All the following results are provided as part of a goodness of fit (chi-square) test analysis.
Results for goodness of fit (chi-square) test:
- Observed values:
- The power of the test depends on the total sample size in the table, as do expected cell frequencies. Observed values of 0 may be either sampling zeroes or structural zeroes. If they are structural zeroes, the chi-square test is not appropriate.
- Expected values:
- The chi-square test involves using the chi-square distribution to approximate the underlying exact distribution. The approximation becomes better as the expected cell frequencies grow larger, and may be inappropriate for tables with very small expected cell frequencies. For tables with expected cell frequencies less than 5, the chi-square approximation may not be reliable. A standard (and conservative) rule of thumb is to avoid using the chi-square test for tables with expected cell frequencies less than 1, or when more than 20% of the table cells have expected cell frequencies less than 5. Another rule of thumb (due to Roscoe and Byars) is that the average expected cell frequency should be at least 1 when the expected cell frequencies are close to equal, and 2 when they are not. (If the chosen significance level is 0.01 instead of 0.05, then double these numbers.) Koehler and Larntz suggest that if the total number of observations is at least 10, the number categories is at least 3, and the square of the total number of observations is at least 10 times the number of categories, then the chi-square approximation should be reasonable. The table of expected values will reveal whether any of these conditions is true, and Prophet will also generate an appropriate warning in the test results.

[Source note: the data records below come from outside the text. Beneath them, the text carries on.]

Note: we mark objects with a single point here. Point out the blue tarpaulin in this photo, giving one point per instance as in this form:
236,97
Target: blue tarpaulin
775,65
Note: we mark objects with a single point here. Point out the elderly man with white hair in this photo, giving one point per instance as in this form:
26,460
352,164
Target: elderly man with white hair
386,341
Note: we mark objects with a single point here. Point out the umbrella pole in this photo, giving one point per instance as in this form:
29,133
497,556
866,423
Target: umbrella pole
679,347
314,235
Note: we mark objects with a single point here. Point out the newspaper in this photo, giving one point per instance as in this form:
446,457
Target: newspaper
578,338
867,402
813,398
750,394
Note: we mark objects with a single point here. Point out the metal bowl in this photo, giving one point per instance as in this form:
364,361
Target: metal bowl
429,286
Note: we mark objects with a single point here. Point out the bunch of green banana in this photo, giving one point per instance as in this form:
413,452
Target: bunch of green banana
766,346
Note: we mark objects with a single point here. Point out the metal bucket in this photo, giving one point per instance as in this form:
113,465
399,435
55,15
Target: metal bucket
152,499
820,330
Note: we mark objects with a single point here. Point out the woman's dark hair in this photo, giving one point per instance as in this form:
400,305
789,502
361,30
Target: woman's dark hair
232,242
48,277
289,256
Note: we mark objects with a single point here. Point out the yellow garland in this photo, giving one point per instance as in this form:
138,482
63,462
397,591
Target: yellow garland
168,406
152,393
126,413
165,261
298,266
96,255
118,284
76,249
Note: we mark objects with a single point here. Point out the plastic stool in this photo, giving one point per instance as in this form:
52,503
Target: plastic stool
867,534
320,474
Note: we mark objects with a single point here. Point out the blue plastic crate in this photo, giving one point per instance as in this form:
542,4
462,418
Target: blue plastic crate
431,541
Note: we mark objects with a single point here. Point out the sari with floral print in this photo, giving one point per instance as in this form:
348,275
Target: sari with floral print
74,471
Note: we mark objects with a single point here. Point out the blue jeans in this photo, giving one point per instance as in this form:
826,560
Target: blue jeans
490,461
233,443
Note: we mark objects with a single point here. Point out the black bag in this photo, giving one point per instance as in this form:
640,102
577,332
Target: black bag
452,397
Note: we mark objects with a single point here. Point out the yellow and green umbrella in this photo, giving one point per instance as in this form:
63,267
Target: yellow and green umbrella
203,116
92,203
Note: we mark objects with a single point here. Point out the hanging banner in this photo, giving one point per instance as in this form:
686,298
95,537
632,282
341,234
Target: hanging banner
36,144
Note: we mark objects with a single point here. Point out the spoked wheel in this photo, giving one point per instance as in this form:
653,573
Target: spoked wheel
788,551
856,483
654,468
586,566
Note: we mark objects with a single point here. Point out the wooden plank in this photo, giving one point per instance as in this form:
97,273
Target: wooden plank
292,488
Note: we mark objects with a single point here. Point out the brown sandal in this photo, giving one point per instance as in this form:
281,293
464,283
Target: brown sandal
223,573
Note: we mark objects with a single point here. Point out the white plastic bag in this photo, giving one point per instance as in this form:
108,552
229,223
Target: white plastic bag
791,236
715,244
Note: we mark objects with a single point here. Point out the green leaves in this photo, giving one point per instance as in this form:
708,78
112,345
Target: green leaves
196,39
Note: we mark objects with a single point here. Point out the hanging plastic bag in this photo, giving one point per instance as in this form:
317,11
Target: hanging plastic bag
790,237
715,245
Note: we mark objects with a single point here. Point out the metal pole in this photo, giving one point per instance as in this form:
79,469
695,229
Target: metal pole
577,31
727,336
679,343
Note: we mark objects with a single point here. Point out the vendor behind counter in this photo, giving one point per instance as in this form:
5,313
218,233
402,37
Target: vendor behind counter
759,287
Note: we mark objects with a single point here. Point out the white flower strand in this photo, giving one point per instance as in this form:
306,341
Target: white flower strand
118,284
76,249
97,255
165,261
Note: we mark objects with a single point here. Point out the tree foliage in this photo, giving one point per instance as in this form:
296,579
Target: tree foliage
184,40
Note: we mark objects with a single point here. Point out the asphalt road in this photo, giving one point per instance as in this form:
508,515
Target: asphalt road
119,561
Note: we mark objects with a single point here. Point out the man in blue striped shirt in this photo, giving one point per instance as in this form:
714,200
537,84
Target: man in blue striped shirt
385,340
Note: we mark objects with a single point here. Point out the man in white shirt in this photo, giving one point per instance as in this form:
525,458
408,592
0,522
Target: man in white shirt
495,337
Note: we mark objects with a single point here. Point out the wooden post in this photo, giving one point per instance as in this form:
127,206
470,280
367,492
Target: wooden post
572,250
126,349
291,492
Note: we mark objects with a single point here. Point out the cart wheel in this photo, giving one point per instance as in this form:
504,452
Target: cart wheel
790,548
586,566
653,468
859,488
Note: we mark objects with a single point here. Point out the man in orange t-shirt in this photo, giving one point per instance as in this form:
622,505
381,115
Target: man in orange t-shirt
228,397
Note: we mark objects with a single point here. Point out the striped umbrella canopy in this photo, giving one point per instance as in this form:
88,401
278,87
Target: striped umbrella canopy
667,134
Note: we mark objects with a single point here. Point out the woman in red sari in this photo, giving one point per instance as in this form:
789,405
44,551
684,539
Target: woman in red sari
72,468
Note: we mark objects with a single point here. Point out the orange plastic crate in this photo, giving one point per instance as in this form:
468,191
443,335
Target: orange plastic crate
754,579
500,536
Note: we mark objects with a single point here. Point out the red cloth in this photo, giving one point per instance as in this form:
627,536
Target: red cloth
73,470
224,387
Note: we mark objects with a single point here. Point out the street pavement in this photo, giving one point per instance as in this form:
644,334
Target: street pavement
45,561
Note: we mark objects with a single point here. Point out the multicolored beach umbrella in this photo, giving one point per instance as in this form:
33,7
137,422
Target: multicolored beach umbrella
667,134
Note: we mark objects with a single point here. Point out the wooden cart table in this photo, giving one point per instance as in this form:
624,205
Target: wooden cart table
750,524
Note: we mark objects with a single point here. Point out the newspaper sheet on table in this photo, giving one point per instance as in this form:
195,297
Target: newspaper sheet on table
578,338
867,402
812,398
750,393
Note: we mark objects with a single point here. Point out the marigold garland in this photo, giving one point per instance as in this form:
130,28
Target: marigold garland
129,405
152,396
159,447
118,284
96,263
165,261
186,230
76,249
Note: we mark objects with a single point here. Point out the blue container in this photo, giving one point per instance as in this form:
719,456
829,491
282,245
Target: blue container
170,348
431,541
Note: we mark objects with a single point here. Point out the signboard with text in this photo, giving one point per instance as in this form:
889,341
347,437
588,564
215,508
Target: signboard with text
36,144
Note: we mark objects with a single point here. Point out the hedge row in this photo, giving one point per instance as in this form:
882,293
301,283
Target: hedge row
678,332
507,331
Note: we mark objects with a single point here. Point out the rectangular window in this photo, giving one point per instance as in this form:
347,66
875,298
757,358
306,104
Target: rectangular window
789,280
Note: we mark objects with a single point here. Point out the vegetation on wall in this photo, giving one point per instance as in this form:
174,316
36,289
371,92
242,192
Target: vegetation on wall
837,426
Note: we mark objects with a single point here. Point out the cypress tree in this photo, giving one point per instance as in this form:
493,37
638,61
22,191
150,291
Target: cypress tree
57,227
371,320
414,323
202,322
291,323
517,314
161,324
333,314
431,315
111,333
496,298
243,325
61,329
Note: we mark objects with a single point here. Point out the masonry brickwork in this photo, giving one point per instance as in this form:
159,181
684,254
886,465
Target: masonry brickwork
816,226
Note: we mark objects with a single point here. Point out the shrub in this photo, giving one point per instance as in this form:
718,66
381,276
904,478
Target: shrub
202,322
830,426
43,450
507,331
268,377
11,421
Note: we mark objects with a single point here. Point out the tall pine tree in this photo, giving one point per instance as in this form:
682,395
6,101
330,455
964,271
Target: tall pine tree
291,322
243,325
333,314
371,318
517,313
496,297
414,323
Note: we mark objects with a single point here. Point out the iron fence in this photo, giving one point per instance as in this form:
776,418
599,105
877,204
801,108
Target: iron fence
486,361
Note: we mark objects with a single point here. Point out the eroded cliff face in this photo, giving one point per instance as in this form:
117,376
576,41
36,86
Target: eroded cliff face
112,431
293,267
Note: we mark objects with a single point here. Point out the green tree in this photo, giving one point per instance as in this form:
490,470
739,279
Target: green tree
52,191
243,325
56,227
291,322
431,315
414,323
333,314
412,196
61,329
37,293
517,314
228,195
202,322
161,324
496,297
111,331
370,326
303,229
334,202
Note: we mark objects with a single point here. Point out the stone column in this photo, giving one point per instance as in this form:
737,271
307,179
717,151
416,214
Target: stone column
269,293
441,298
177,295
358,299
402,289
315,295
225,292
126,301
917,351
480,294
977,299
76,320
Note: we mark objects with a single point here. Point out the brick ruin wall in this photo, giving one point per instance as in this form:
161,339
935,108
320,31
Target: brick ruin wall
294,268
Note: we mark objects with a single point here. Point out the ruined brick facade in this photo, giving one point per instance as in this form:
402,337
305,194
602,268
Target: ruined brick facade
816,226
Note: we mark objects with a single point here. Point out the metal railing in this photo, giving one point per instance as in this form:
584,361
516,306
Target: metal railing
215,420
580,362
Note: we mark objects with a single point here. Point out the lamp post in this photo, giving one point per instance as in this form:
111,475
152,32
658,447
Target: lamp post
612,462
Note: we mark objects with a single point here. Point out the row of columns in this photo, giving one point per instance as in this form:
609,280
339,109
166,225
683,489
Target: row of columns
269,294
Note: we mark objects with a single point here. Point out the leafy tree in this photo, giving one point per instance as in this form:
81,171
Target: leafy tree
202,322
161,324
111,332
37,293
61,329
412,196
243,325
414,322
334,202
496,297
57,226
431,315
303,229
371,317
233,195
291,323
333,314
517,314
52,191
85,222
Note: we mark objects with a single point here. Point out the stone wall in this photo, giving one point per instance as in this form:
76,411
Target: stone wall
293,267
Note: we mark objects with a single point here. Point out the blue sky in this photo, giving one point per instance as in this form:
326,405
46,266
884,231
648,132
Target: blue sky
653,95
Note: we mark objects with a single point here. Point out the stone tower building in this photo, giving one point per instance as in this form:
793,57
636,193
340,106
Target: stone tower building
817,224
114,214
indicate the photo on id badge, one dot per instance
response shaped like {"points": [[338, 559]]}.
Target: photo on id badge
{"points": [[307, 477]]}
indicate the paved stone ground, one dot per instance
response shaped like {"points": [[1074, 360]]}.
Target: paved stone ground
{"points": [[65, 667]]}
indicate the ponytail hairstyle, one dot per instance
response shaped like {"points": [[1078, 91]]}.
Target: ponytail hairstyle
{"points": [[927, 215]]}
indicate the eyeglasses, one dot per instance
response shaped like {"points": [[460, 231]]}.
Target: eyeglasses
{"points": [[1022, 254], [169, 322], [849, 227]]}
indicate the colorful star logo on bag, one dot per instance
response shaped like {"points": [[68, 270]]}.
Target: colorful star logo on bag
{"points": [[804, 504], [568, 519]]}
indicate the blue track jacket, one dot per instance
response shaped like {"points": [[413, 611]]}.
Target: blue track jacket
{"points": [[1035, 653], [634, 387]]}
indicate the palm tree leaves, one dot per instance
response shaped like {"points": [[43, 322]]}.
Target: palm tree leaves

- Contributions to chi-square:
- The table of contributions to chi-square gives the value for each cell of the square of the difference between the observed and expected values for the cell, divided by the expected value for the cell. The standardized residuals are the signed square roots of these values. Positive residuals indicate that the observed cell frequency is greater than the expected cell frequency, and negative residuals indicate that the observed cell frequency is less than the expected cell frequency. If there are standardized residuals greater than 2 or less than -2, those cells are not being fitted very well by the hypothesized distribution. A large residual may also mean that a particular cell is an outlier. When the categories have a natural order, then a pattern to residuals (e.g., large negative ones at one end of the table, with large positive ones at the other end of the table) may indicate the possibility of an implicit factor.